# 1980's BMW diesel spotted



## János (Jun 19, 2010)

I saw something similar to this on the freeway this morning:










As you can see from the photo the model is sort of hard to read, so I'm not really sure which model I saw. It had a single prominent tailpipe in the middle of the rear bumper, which produced an eye-catching black cloud.  It was fascinating to see such a rare ancestor to the 335d.

It was also reassuring to see such an old BMW diesel still being driven. I wonder what sort of maintenance bills the owner has... or doesn't have.

Another flashback happened just a few days ago, when I saw a rare 1980's Peugeot 504. The 504 was my first diesel car so I was happy to see one again - it was even the same color as mine.

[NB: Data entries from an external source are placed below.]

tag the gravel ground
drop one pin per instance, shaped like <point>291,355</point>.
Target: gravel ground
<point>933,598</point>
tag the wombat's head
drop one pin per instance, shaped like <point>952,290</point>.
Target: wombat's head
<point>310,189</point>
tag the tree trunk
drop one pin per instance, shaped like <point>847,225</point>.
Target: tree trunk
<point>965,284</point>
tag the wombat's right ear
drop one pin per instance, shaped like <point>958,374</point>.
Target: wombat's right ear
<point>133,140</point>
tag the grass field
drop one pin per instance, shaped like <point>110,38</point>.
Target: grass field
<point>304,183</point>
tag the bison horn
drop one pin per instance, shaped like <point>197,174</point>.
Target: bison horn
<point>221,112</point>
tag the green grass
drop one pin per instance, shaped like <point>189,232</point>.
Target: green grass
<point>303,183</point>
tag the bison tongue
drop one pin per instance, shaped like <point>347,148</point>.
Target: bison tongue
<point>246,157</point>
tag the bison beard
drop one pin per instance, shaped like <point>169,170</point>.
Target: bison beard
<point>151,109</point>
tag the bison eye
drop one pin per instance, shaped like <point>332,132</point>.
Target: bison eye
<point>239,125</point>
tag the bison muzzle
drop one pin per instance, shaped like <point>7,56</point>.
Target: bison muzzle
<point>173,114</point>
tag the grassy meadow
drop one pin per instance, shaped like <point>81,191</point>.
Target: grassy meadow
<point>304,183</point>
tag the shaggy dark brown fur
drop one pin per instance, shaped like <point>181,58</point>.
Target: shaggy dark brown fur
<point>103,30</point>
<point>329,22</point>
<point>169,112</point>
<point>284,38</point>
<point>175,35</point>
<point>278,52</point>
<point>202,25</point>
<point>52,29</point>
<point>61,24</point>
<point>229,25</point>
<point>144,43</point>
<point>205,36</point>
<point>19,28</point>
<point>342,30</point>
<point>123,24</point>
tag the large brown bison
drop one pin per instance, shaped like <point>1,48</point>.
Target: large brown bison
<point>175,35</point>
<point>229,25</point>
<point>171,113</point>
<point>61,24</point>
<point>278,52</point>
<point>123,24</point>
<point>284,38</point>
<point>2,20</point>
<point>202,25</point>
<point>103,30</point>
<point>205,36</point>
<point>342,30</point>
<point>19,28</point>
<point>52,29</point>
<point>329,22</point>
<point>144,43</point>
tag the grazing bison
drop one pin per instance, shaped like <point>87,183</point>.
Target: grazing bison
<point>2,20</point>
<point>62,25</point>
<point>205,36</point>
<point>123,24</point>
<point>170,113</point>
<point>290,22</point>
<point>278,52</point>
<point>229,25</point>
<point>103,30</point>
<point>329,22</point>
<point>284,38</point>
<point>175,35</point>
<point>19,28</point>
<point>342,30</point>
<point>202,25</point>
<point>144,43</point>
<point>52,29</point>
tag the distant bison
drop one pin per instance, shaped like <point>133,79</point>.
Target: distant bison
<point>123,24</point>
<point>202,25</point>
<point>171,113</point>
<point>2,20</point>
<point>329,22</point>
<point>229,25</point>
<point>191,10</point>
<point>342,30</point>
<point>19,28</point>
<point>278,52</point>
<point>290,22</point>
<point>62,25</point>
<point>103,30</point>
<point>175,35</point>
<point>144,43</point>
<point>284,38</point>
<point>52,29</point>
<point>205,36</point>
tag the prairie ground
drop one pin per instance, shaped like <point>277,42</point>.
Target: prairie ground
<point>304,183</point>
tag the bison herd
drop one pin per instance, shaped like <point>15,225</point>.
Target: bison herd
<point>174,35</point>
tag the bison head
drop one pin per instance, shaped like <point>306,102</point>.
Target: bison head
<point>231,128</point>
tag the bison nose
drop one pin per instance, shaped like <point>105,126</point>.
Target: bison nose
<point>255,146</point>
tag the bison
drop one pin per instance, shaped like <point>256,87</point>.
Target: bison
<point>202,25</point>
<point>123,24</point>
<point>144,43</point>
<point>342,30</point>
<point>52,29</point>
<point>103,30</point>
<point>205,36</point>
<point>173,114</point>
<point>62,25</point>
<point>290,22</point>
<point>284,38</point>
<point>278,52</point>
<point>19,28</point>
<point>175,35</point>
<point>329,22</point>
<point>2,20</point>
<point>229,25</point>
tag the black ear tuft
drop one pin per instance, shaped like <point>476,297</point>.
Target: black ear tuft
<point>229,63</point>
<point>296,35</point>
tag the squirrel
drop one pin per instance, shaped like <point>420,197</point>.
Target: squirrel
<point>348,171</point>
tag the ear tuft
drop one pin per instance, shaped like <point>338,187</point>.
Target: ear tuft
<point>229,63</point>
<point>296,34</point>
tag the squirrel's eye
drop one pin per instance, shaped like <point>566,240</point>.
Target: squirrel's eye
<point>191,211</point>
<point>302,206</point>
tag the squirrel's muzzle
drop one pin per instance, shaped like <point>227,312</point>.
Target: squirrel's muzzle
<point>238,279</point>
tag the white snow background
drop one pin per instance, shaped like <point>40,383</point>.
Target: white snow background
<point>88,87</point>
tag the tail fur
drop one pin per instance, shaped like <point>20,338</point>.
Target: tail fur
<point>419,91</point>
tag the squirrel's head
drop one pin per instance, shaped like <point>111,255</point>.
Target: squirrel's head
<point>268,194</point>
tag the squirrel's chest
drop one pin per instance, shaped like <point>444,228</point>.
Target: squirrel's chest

I'm happy there are so many unusual cars on the road here; it can make an ordinary commute really interesting.


----------



## d geek (Nov 26, 2008)

524td


----------



## F32Fleet (Jul 14, 2010)

Here are two another BMW diesels sold in the US. Very Rare;

Lincoln MKVII









1984 Lincoln Continental


----------



## GB (Apr 3, 2002)

This was also BMW diesel powered: http://www.sustainablescoop.com/2006/09/11/always-a-vixen-at-heart/










And the owner of the e28 524td likely has relatively low running costs....aside from those little things that usually accompany a 20+ yr old vehicle. The 'td' was only available in the US with an automatic, which is one of the few weak points on the e28 in general...the other being the front suspension bushings. But besides that they are nearly bullet-proof. However there are some gray market import (Euro spec) 5-sp 524td's that come up for sale now and then. The e28 was one of the best BMW's IMHO, and although I've never owned the 'td' diesel model, I've had several of the M30 (gas) models. The most recent one was this '86 M535i http://sites.google.com/site/86m535i . 
http://picasaweb.google.com/gbouton/M535i#

For more then you'd ever want to know about the e28's check out http://mye28.com . It's a great site and in my opinion every BMW enthusiast should try and own a e28 at some point if possible!

-Graham


----------



## d geek (Nov 26, 2008)

BMWTurboDzl said:


> Here are two another BMW diesels sold in the US. Very Rare;
> 
> Lincoln MKVII
> 
> 1984 Lincoln Continental


I believe these had the same engine as the 524td.


----------



## F32Fleet (Jul 14, 2010)

d geek said:


> I believe these had the same engine as the 524td.


I think the same AT as well.:dunno:


----------



## GB (Apr 3, 2002)

d geek said:


> I believe these had the same engine as the 524td.


Yes, they did. As did the Vixen RV pictured above. There were also some marine applications of that motor.

Graham


----------